Antimicrobial resistance, AMR, has been flagged by the World Health Organization, WHO, as one of the greatest threats towards global public health. In addition, as the demand for new antibiotics is greater than the development rate of new drugs, WHO has now declared that we have entered the post-antibiotic era. We wish to tackle the rapidly increasing challenge with a non-targeted multi-omics approach, focusing primarily on metabolomic profile of clinically isolated E. coli strains.
The metabolome reflects variations and interactions in the environment and between protein and gene expression, rendering metabolomics the ‘omics field closest related to phenotype. Metabolomics data can reveal important initial responses when the bacteria is subjected to antibiotic stress and which adaptions are essential to maintain AMR mechanisms. A confident screening of the metabolic profile is achievable through HRMS analysis and provides insight into fluctuations in the abundance of metabolites when conducting drug treatment. This information contributes to a greater understanding of AMR mechanisms, but more importantly, can also aid to the development of much needed drug targeted treatments.
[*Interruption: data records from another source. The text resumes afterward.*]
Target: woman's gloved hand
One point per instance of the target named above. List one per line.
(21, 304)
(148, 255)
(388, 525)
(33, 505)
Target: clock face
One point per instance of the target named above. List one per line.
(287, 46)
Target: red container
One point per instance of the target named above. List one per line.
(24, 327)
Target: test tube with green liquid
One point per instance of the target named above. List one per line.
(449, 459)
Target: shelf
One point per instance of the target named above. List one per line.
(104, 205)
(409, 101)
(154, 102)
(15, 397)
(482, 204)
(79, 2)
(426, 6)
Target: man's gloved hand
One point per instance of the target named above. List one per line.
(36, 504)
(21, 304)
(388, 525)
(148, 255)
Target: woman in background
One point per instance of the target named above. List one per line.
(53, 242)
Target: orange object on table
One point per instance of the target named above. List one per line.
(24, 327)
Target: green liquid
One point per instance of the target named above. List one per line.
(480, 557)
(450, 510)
We focus on the endometabolome, which comprises metabolites present in the bacterial cell. Information acquired through the visualization of the endometabolome from sensitive and resistant clinical E. coli strains will be further subjected to lipidomics analysis. E. coli strains are subjected to adaptive laboratory evolution and endometabolomic E. coli samples are obtained through fast filtration and subjected to liquid nitrogen to quench the metabolome. Efficient sampling and quenching are the pivotal steps in any metabolomics experiment due to the rapid turn-over rates of metabolites. Lipid samples are collected by applying a modified Folch extraction method. The collected samples are analysed with state-of-the-art HR-LCMS, Thermo Scientific Orbitrap Id-X. To optimize coverage of metabolites, analysis is performed in reverse phase in both positive and negative mode and hydrophilic interaction chromatography (HILIC), also in both positive and negative mode.